Hospitals and physicians who are developing or entering into a value-based arrangement with a payor or other provider are often excited at the early stages about the potential financial gains and the opportunity to participate in innovation. Then they see the power points — the quality benchmarks and complex scoring systems; the formulae for determining risk; the criteria for selecting and managing the beneficiary pool; the methodologies for calculating savings and losses; and other features that are not easy to translate into the daily practice of medicine. Still, enthusiastic participants forge on — who wants to be left behind where there's money to be made?

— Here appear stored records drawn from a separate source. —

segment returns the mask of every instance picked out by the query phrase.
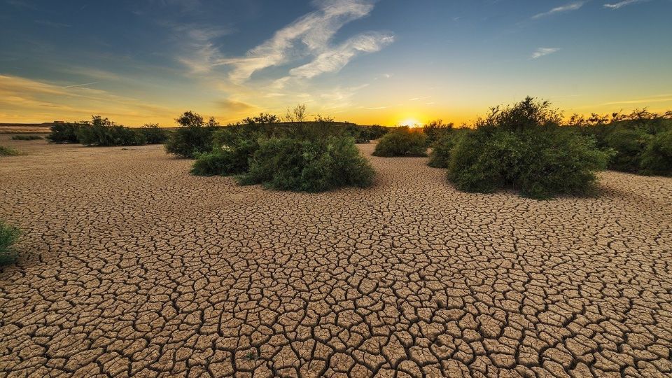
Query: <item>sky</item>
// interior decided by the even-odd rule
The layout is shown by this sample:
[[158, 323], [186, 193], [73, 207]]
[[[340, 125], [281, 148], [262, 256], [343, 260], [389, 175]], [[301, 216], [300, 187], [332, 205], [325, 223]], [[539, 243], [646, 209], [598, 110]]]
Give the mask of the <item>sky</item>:
[[0, 0], [0, 122], [672, 109], [672, 0]]

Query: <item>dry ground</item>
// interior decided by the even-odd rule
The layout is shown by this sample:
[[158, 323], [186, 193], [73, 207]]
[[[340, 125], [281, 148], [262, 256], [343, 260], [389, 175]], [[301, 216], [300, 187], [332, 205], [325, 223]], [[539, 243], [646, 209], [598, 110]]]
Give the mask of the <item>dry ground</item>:
[[374, 188], [309, 195], [7, 138], [0, 376], [672, 374], [671, 178], [538, 202], [371, 158]]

For legal counsel, the challenge often involves ensuring that clients carefully review the contracts — no matter how dense — especially if downside risk is a possibility or reality. Despite the push towards value-based arrangements under healthcare reform, restrictive fraud and abuse laws remain in effect. According to the Department of Health and Human Services' Office of the Inspector General, the particular concerns are that performance-based and risk-sharing arrangements could encourage providers to "cherry-pick" healthier beneficiaries; "stint" on medically necessary services; "steer" patients to less expensive services; or "refer" patients to certain providers in order to enhance incentive payments or savings. In other words, in value-based contracting, the cost of care should be secondary to the delivery of necessary care. Yet, as one ACO consultant noted, "Reducing services is the point of these arrangements."

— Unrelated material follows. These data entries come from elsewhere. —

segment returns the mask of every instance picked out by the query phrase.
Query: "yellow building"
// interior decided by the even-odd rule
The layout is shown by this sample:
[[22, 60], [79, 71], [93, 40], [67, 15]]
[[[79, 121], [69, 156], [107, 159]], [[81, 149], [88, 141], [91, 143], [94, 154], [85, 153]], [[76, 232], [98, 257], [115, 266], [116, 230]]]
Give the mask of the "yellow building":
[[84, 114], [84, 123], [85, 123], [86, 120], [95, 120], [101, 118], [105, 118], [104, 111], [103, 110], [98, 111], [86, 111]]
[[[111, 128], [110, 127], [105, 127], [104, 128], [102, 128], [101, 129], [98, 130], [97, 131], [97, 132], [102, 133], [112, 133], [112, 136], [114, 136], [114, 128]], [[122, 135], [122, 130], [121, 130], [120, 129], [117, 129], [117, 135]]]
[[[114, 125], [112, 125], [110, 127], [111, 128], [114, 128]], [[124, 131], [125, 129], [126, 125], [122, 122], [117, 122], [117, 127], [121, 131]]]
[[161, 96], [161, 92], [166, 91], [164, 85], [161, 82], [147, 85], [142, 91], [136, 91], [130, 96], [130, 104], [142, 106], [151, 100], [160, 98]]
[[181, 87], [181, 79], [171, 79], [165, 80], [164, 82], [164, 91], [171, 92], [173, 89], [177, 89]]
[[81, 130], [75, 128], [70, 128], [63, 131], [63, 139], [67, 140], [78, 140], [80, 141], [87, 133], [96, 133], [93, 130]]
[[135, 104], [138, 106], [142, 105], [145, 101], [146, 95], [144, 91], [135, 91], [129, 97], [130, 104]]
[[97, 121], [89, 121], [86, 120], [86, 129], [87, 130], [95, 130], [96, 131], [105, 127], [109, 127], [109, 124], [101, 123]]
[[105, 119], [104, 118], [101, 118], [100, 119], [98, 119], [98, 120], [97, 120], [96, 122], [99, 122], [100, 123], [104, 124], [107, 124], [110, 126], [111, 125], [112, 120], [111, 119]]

Keeping this delicate balance of interests in mind, the value-based arrangement should include checks and balances, such as tying quality measures to industry-recognized standards and providing stop loss (excess) coverage that provides protection for "outlier" cases, e.g., the million dollar claims, so that appropriate care for expensive cases is not discouraged. The financial arrangement should be based on a fair market value assessment, which should be performed by a third party with sufficient experience. Participating providers should ensure they have ample opportunity to, and assist in, reviewing the data supporting the quality measures and the payouts (or paybacks). Many providers do not expect to "look under the hood" at the data; instead, they should plan for it. Finally, they should ensure the arrangement is revisited annually and includes equitable unwind provisions.

Over the next few years, ACOs and other value-based contract models will be tested. By this time next year, there could be buzz around a new model. The lessons learned will likely improve the options and features, as well as help participating healthcare providers manage the benefits and potential legal risks.